Ласкина привели к Петрову. Он лежал, заваленный со всех сторон
гранками. На столике стоял немецкий трофейный коньяк, и лежали
немецкие трофейные сигареты.
Петрова познакомили с Ласкиным, и
Петров сказал Ласкину:
— Пожалуйста, курите трофейные сигареты.
— Спасибо, — ответил Ласкин, — я не курю.
— Тогда выпейте немножечко трофейного коньяка. Он вкусный.
— Спасибо, — ответил Ласкин, по-прежнему влюбленно разглядывая Петрова, — но я не пью.
Петров внимательно посмотрел на него и спросил:
— Скажите-ка, а вы женаты?
— Нет.
Тогда Евгений Петров подтянулся на локтях и
сказал:
— Товарищи, встаньте! Среди нас — живой ангел.
Помню, как в 1957 году меня привел к Федору Ивановичу Панферову Михалков.
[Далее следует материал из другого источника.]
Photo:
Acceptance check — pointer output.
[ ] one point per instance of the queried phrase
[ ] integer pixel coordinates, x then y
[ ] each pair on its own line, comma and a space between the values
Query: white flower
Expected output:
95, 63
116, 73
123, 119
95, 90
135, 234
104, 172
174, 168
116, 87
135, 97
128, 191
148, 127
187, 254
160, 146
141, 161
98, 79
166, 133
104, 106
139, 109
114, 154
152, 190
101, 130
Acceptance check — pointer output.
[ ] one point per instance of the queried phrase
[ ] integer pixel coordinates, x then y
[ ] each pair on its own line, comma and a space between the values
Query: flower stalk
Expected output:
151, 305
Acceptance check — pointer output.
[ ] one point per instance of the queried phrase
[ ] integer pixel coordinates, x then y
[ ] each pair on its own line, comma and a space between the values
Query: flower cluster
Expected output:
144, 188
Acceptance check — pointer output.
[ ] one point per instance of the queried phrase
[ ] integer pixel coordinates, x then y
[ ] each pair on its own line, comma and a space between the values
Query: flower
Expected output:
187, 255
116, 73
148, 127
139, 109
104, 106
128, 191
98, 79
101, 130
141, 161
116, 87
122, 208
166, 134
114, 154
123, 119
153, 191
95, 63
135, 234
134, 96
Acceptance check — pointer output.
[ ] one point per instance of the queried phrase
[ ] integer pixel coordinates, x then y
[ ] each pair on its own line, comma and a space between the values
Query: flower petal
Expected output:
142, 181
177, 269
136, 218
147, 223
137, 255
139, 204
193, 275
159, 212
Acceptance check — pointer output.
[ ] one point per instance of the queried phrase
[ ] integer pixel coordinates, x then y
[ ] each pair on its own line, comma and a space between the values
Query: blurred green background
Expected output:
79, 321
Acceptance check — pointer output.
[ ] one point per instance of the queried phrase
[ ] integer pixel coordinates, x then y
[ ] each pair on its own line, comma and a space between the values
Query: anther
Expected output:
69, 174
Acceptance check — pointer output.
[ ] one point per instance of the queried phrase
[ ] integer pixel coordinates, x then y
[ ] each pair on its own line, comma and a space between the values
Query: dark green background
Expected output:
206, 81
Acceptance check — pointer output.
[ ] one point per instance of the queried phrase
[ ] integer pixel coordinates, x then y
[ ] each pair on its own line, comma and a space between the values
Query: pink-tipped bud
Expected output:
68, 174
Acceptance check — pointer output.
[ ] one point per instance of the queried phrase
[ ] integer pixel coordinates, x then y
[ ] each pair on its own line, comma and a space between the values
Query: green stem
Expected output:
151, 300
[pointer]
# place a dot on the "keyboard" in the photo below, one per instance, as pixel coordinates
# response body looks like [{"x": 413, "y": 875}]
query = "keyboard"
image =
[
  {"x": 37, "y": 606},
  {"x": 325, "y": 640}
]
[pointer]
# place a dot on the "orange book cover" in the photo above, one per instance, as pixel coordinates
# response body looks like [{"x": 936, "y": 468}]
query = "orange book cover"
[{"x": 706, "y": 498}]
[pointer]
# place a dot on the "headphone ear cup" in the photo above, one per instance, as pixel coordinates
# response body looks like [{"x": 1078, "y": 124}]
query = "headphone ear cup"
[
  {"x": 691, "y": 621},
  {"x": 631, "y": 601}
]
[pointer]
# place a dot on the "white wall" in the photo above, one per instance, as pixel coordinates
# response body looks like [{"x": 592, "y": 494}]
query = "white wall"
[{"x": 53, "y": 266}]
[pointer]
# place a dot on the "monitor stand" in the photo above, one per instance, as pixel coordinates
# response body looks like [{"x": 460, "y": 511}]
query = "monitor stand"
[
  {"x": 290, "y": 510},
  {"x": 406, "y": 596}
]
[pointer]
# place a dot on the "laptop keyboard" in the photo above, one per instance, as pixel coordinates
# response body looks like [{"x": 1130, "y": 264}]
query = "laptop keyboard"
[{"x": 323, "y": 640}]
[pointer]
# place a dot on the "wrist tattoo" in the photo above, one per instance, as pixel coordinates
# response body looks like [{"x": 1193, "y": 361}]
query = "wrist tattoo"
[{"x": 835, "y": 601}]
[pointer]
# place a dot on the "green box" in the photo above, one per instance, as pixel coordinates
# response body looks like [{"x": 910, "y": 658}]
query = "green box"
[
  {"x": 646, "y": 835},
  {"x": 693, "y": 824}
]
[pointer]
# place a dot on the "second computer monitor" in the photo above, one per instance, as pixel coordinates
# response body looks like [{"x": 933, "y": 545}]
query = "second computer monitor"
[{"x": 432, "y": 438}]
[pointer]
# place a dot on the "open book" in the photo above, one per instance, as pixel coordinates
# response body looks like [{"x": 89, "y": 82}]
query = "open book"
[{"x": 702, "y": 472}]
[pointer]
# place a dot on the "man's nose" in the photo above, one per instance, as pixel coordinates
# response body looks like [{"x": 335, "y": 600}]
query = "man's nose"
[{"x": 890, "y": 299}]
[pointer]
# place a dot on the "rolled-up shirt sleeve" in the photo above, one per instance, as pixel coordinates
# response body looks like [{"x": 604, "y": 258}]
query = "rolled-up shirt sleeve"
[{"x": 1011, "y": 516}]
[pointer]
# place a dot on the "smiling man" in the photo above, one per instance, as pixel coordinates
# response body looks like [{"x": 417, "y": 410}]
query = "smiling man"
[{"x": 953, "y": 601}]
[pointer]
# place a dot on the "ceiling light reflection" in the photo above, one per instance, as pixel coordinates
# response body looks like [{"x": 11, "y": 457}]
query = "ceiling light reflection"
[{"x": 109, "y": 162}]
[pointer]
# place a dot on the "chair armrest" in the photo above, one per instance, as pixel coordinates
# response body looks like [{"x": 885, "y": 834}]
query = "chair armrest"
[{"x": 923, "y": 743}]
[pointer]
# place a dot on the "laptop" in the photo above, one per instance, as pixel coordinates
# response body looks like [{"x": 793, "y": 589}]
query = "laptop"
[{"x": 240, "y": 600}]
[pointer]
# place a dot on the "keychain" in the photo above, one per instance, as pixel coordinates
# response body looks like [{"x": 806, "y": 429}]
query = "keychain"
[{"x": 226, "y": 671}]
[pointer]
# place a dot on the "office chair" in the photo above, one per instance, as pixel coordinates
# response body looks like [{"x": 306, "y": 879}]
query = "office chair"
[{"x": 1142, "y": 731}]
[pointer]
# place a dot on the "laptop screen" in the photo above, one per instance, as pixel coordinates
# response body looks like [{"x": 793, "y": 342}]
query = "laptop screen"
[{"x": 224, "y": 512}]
Помню, что там в это время сидел П.Г. Москатов,
который тогда являлся председателем Ревизионной комиссии ЦК
партии. Мне эта встреча была очень интересной, потому что
Москатов работал начальником у моей матери в двадцатых годах,
когда она была комсомолкой, депутатом Моссовета.
И мать ходила к
нему в 1952 г. по поводу арестованного отца. Москатов выслушал ее
и сказал, что он во всем разберется. Он вызывал, действительно,
отцовского следователя (а, может быть, не вызывал, а звонил ему по
телефону) и сказал матери, что он, Москатов, убедился в том, что
отец мой виновен.
Так вот, сейчас этот Москатов сидел против меня, а я, уже три
года обуреваемый жаждой писательства и исписавший огромное количество ненапечатанных
повестей и рассказов — очень слабых, ученических, — пришел к Панферову со своей первой серьезной вещью
— с циклом рассказов «Будни и праздники» о железной дороге
Абакан—Тайшет.
Писал я эти рассказы под явным всецелым влиянием Бабеля и Хемингуэя и
думал показать Федору Ивановичу. Он
тогда уже был очень болен, с желтым лицом, иссеченным глубокими, видимыми, осязаемыми черными морщинами.
Волосы пегие курчавые, хранившие в себе какой то задор двадцатых комсомольских
годов — так, во всяком случае, мне тогда казалось.
Когда мы пришли,
С.В. продолжал разговор с Москатовым и Панферовым. Я сидел в
сторонке, наблюдая их. Москатов говорил много и страстно о XX
съезде, говорил как король из сказки Шварца, — грубовато,
по-мужицки просто, с лубочным мужицким юмором.
Потом он стал говорить о том,
каким должен быть молодой человек, каким он помнит
себя всю жизнь. Панферов слушал его, закуривая одну папиросу
следом за другой, опустив глаза, тяжело посапывая.